At around 6:00 a.m. this morning National Geographic Explorer arrived at the towering Cliffs of Moher in County Clare on the west coast of Ireland. These iconic cliffs rise 600 feet and stretch for five miles. The alternating layers of Carboniferous Period shales and sandstones have been sculpted by the incessant pounding of Atlantic waves into a myriad of headlands, caves, arches and stacks. Rock ledges offer safe nesting sites for a wide range of seabirds including guillemots, razorbills, kittiwake, fulmar and cormorant. In grassy banks close to the cliff top, puffins abound. Indeed the Cliffs of Moher are one of the most important, protected seabird colonies in Europe. Large rafts of birds were gathered on the water and, with huge numbers of others wheeling through the air, their combined cacophony of cries was a veritable avian concert.

These dramatic cliffs were once known as the “Great Wall of Thomond,” a reference to the famous O’Brien Dynasty of medieval times who ruled this area of western Ireland. This influential family owe their foundation to none other than the last great High King of Ireland, Brian Boru, who was slain by a fleeing Viking warrior at the end of the Battle of Clontarf, an historical event of huge significance in Ireland which celebrated its 1,000-year anniversary just last month.

Following breakfast we boarded the Zodiacs and landed in the harbour at Kilronan, the main village on Inish Mor, the largest of the three Aran Islands that lie off Galway. This is a celebrated archipelago which was immortalised in literature through the genius of J.M. Synge, a famous Irish playwright. A film made by the American director Robert Flaherty in 1934 showcased the traditional life of the Aran islanders and their daily struggle for survival with the sea. The film, Man of Aran, is a classic.

Small mini buses took us to our morning’s main visit, the prehistoric monument known as Dun Aengus. Located atop a 300-foot cliff on the south coast of the island, archaeological excavations have revealed activity on this site over a 2,500-year period. The main occupation was in the late stages of Ireland’s Bronze Age. A multi-period and multi-functional site, this ranks as one of the most impressive prehistoric monuments in Europe. The island is a karstic area with text book examples of limestone pavement, clints and grikes, fine examples of which we examined as we traversed the landscape.

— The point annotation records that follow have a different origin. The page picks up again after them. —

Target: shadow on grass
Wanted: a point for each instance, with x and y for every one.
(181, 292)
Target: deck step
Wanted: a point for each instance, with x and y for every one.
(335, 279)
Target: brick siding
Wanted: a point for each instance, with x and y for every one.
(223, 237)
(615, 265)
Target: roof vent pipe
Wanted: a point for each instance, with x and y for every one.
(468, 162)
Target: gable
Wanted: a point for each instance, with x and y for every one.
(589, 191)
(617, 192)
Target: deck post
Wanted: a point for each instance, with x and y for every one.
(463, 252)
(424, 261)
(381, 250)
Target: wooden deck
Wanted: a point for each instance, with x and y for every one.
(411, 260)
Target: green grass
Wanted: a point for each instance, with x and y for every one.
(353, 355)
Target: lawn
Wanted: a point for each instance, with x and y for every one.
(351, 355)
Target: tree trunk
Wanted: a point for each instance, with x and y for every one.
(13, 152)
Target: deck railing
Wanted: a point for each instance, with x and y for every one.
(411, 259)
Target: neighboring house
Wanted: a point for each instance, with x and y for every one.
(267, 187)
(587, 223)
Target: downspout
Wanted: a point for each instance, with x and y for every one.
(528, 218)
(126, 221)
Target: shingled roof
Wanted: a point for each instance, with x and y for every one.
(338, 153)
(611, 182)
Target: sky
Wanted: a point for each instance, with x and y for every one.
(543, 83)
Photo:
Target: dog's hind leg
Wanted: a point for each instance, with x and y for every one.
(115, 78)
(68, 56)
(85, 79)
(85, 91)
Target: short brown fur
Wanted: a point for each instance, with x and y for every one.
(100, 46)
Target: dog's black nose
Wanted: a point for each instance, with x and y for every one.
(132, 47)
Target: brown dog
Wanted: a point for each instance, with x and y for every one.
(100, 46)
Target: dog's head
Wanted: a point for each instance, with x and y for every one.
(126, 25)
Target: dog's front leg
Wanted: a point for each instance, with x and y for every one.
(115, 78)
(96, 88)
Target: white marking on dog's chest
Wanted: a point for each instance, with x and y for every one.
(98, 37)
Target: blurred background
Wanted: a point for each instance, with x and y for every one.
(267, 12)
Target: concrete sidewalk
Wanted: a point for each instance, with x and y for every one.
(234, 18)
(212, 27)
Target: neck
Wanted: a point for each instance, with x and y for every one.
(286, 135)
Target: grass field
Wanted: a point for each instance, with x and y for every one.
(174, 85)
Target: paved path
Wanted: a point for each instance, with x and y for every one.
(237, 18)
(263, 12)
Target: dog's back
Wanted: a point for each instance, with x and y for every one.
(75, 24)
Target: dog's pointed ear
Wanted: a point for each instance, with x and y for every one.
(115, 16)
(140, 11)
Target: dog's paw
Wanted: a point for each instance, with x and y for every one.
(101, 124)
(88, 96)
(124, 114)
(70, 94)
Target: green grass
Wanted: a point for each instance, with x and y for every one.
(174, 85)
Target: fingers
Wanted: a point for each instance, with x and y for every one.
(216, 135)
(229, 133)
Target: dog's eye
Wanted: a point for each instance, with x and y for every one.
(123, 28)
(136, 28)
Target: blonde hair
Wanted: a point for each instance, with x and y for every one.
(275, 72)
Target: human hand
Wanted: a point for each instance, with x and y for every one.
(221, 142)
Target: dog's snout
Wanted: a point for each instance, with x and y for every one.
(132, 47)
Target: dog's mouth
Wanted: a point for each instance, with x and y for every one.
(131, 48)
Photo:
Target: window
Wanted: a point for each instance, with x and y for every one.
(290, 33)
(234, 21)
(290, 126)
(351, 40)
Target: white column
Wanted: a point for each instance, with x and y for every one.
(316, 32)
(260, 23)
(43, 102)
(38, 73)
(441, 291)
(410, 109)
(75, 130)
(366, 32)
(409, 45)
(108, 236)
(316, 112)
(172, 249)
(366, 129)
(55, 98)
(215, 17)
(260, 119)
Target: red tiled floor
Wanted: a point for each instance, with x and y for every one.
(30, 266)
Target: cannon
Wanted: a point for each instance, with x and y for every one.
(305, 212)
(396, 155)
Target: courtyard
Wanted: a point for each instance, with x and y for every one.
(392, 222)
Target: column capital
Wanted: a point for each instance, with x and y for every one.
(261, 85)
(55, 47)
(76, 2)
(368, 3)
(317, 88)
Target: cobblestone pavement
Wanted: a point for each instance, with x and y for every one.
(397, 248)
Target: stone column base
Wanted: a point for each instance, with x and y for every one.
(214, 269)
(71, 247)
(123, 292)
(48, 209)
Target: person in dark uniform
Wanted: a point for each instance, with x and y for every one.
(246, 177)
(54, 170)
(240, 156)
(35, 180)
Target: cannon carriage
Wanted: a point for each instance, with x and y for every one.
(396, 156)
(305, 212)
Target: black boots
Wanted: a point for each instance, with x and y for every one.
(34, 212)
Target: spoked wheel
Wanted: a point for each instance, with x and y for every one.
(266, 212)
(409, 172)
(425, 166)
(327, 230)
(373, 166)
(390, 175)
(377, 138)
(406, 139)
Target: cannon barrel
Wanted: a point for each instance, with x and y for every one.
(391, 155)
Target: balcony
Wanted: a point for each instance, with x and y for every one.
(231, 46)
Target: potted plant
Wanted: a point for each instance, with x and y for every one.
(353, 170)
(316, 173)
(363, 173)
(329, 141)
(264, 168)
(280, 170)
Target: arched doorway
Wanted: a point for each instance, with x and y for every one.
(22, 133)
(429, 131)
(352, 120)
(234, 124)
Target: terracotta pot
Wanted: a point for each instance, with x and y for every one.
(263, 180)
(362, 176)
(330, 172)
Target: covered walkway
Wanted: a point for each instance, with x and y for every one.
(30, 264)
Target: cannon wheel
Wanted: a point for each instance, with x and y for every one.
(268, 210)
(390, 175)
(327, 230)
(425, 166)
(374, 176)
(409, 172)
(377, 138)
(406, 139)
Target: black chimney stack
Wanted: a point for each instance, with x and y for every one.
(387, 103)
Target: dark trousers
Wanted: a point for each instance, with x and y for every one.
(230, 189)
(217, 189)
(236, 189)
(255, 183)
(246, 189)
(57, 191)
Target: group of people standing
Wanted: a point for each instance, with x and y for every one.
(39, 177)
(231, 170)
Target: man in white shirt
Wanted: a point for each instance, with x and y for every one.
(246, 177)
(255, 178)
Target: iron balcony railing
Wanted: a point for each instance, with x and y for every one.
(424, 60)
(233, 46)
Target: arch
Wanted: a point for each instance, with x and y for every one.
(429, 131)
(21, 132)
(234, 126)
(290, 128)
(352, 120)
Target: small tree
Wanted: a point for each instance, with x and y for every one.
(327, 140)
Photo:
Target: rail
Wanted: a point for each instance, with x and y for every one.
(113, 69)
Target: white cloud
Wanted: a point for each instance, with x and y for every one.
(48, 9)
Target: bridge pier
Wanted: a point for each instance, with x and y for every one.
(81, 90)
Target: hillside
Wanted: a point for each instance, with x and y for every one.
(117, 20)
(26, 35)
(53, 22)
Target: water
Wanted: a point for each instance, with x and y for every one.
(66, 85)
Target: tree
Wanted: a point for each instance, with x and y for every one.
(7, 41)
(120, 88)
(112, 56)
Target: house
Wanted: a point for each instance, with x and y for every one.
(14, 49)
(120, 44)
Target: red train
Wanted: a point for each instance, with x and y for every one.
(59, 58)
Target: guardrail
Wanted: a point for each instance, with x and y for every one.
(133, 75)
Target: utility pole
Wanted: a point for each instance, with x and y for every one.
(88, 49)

It has a unique combination of plants consisting of representatives from temperate, Mediterranean, alpine and arctic areas – a veritable botanical metropolis.

We returned to the ship for lunch and then spent the afternoon exploring the smaller sister island of Inisheer– and what a treat this was!! We were met on the quayside by a local transport provider who arranged for us to be taken in a variety of tractor-drawn vehicles and a mini-bus to a couple of historical heritage sites on the island. These included a 15th century castle and a 6th century early Christian monastic site.

The latter was particularly engaging. Located adjacent to one of the beaches, wind- blown sand has accumulated around the original ancient church complex to form a high mound which has been used as a place of burial for over 1,500 years. The gravestone of the founding saint has been housed in a small protective building on the site. Fresh air, a visual feast of spectacular coastal vistas and an insight into island life on the western fringe of Continental Europe honed our appetites, which were satiated with mouth-watering Dingle Bay oysters and glasses of Irish Guinness served in the lounge during cocktail hour and recap.